Design innovation can take two paths: evolution and revolution. Apple didn’t design the first digital phone interface, but with iOS, they evolved what already existed into the best version yet seen. On the other hand, when Chuck Hull designed the first 3D printer in 1983 it was the revolution of an entire industry. Never heard of Chuck Hull? That’s because evolutionary design (Apple) is usually easier and a lot more profitable than revolutionary design. Creating entirely new industries is really hard work.
Here are some examples: Qualcomm Ventures required a site that provided easy access to information, with a forward-thinking interface that demonstrated their position in the market. We evolved the established conventions of the modern business website to create a progressive experience that highlights their investments and expertise.
For Stride Rite, we built a revolutionary shoe sizing iPad app for kids and parents. Kids no longer have to endure the cold metal of the Brannock sizing device on bare piggies. Instead, parents can just take out their tablet, aim it at their feet, and BAM! you have a foot size. This had never been done in the industry, and it created a disruption.
We’re a new breed of digital agency that builds products rather than doing marketing or advertising.

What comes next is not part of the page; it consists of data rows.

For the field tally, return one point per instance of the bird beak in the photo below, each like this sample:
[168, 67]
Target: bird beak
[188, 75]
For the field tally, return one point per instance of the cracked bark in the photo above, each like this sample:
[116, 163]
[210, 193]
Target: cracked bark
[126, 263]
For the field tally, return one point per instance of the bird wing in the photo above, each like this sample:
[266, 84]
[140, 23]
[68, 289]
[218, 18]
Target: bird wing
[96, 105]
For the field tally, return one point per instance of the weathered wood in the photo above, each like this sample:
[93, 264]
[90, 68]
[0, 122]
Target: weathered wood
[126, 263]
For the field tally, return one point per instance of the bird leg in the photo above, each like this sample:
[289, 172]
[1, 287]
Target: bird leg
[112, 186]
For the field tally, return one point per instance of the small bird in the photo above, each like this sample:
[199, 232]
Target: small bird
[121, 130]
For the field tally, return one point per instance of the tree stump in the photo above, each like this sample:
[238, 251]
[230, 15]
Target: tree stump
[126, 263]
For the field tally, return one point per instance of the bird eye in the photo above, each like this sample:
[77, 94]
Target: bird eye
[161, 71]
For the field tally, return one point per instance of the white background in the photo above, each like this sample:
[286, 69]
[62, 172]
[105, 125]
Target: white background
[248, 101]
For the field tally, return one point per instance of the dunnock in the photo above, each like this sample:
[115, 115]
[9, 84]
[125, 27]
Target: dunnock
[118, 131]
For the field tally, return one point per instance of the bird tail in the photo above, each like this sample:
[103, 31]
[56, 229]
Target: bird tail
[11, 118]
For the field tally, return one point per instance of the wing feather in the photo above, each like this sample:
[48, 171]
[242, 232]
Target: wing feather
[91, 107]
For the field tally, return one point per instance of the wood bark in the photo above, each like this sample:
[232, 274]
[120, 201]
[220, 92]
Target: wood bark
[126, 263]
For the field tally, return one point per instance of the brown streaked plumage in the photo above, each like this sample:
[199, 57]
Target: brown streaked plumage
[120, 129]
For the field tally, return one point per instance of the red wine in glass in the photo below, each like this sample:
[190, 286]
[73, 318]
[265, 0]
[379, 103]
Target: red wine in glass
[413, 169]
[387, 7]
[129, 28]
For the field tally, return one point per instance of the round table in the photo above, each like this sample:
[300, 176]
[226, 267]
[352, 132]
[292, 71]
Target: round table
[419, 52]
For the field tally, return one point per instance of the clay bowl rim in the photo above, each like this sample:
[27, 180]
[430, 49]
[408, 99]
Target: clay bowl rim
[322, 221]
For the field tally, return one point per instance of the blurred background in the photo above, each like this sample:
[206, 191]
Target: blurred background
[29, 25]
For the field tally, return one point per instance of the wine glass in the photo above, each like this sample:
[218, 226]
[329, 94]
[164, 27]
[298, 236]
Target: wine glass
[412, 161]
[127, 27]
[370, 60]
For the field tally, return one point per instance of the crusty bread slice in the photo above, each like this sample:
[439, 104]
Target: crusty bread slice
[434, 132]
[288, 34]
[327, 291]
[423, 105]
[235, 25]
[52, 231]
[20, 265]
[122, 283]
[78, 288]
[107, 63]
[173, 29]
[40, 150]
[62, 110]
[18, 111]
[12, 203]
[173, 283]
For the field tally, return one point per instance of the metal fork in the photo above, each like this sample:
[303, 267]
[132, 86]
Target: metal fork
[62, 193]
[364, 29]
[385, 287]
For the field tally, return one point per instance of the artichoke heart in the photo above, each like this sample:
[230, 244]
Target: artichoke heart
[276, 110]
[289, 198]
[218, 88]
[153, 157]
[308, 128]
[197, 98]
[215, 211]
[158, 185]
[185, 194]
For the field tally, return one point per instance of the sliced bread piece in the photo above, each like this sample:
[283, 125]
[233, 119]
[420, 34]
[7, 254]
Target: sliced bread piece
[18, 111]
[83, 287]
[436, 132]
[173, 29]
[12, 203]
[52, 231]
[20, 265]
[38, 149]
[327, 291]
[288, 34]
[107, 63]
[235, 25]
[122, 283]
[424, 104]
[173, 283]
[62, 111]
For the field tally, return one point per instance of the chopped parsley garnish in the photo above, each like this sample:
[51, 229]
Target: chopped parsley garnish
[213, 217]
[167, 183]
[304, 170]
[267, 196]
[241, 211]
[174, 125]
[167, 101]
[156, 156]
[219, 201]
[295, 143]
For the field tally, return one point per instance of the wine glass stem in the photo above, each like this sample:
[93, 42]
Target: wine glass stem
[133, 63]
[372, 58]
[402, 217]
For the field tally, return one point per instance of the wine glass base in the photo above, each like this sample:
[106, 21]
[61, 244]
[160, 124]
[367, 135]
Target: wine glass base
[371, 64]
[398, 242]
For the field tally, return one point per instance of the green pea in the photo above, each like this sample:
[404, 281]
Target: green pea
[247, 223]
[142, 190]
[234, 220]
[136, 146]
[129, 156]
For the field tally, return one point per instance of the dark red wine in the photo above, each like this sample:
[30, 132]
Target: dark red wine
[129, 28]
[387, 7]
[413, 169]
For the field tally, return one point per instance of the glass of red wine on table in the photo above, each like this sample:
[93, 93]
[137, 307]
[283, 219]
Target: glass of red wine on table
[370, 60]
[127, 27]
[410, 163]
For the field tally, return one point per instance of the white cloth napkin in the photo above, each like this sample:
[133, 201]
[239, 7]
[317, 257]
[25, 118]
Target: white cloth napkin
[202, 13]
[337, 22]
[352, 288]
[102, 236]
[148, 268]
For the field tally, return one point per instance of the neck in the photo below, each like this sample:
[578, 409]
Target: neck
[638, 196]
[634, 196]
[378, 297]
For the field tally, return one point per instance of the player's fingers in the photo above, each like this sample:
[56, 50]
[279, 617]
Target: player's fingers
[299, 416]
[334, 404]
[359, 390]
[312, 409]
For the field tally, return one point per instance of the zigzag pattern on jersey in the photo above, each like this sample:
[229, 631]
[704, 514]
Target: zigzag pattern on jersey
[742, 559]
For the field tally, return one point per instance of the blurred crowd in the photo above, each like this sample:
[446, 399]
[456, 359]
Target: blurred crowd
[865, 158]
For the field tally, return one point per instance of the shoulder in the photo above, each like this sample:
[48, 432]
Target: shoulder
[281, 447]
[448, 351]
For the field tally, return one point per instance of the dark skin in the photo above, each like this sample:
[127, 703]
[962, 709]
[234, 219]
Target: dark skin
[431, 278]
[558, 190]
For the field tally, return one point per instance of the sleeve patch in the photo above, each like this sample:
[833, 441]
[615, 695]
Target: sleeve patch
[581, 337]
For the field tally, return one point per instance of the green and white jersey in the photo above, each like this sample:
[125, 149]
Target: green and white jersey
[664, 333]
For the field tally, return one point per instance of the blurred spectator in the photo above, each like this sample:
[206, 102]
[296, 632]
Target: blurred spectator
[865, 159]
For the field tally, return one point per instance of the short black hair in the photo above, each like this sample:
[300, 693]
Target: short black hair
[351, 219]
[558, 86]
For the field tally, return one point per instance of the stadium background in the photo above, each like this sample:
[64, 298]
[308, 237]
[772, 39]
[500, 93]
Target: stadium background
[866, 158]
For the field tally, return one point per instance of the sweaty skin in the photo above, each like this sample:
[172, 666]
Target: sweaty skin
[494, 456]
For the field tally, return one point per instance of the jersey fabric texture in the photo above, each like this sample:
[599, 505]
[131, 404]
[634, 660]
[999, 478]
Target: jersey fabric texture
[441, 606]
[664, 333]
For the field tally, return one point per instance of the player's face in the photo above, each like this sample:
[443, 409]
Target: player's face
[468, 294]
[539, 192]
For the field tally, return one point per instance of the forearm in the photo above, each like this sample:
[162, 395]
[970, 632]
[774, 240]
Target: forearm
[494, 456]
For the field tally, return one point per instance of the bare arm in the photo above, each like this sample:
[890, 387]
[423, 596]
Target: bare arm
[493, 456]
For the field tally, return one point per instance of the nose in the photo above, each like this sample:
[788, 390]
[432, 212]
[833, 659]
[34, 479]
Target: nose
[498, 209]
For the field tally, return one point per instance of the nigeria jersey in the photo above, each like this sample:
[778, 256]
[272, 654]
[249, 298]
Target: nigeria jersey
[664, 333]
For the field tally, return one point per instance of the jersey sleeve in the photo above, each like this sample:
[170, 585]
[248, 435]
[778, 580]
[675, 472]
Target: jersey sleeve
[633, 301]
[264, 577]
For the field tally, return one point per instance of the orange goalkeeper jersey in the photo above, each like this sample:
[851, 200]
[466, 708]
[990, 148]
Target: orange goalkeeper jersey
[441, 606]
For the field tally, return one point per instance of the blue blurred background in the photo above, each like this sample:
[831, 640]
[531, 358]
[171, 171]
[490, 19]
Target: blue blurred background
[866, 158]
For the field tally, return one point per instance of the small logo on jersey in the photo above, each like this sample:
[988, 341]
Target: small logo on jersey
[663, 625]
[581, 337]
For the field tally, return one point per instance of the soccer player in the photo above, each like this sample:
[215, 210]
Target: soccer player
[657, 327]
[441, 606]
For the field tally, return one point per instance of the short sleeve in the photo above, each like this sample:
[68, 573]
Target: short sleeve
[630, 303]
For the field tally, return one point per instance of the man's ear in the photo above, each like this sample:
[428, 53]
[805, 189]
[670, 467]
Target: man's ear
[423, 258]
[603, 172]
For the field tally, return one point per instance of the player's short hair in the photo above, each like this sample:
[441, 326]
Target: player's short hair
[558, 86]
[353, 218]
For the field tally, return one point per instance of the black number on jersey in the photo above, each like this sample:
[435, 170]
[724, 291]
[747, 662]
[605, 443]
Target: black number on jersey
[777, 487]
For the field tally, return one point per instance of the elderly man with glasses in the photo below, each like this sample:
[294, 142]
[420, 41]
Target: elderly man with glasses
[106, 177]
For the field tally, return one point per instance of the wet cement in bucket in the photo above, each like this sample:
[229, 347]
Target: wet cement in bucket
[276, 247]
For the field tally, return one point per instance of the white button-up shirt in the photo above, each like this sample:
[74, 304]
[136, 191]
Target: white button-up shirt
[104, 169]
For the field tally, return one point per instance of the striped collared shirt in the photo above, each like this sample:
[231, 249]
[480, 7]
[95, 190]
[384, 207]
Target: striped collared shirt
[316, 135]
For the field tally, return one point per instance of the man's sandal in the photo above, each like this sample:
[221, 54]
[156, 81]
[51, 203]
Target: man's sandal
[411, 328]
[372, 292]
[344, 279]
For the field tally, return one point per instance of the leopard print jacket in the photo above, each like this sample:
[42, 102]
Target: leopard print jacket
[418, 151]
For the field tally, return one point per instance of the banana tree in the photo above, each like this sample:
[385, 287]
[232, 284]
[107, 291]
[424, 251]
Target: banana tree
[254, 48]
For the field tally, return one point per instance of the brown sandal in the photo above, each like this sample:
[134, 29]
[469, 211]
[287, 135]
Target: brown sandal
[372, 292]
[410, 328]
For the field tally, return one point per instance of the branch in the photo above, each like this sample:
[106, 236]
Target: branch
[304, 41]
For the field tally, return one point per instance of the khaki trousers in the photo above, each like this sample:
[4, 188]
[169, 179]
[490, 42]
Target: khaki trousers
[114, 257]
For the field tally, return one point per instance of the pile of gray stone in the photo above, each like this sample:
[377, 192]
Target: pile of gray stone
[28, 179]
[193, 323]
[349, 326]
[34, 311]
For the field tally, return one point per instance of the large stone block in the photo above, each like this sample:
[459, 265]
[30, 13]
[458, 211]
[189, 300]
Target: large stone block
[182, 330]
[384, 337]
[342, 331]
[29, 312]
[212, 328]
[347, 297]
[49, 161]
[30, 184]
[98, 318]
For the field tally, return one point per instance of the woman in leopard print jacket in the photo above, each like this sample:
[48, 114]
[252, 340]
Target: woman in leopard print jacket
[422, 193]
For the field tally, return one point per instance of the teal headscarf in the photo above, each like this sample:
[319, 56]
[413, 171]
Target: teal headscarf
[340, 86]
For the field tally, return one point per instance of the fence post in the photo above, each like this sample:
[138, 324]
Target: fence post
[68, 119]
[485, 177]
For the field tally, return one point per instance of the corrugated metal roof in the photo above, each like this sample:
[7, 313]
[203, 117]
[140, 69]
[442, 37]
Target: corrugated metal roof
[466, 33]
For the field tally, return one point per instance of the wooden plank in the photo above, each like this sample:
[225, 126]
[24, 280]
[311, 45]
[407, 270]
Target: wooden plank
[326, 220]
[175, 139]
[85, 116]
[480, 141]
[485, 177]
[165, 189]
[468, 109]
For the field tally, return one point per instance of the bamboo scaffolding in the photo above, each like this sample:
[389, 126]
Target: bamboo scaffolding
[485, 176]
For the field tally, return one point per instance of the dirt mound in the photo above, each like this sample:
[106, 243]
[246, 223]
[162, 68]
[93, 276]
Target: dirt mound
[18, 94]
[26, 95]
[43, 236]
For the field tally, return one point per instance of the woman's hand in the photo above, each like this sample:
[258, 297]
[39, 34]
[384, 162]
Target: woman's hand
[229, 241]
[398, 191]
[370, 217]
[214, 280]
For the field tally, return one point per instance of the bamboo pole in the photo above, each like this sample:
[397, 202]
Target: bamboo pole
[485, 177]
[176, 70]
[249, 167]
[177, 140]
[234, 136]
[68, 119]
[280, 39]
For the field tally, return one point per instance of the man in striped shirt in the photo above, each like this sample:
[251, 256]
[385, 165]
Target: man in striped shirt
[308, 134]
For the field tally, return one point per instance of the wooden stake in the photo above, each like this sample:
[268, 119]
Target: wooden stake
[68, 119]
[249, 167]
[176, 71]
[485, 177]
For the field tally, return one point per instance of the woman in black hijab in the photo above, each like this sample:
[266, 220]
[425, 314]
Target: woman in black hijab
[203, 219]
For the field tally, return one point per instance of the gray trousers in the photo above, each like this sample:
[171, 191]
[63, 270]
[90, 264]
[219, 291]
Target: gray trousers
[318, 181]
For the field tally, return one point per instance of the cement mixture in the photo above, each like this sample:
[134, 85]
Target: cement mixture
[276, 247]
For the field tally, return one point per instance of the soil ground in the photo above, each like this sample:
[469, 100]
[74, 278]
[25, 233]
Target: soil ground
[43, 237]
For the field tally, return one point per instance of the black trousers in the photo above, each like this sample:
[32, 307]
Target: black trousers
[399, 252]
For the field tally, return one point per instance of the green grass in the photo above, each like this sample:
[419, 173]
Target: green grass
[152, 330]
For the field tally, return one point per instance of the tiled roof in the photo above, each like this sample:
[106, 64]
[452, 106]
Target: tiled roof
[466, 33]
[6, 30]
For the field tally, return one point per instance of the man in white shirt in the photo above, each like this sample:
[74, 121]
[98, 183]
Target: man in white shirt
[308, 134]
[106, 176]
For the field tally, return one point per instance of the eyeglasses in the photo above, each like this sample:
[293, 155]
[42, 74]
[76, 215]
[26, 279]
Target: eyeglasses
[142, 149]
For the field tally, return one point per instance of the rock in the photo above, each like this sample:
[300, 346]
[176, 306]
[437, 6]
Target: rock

Industry Jargon: Engineering and Development
This one might not be as obvious as it sounds. It is easy to talk about building products, but rather difficult to actually do. Turns out, there’s actual science in Computer Science. Thankfully, a whole lot of smart people have developed ways to not only build great things but build them efficiently and reliably. We can quickly get in the weeds talking about how things are built (“test-driven development”, “pair programming”, “decoupled architecture”, “software development life cycle”), or what’s used to build them (“message broker”, “data store”, “Xcode”, “Kotlin”, “noSQL”), but nevermind all that. The important takeaway is that we are grateful to be able to stand on the shoulders of technology giants and produce things that are—essentially—magic.
And just like the construction and manufacturing industries that fueled economic growth when mom and dad were growing up, it’s digital products that fuel today’s growth. Instead of steel, heavy machinery, concrete, and glass, our version of the Industrial Revolution involves software, mobile apps, websites, virtual and augmented reality and data. Unlike past economies, our products have the opportunity to benefit humanity faster, and at a larger scale than ever possible. Digital products can open borders, spread ideas, enable economic prosperity, entertain, and profoundly impact our daily lives.
While that’s a few too many words for mom and dad on a phone call, it boils down to this: Through hard work, we figure out people’s needs and our client’s goals, bring them alive with crazy and fun ideation, and get our digital products and experiences in people’s hands. And that is a pretty fun thing to tell the parents.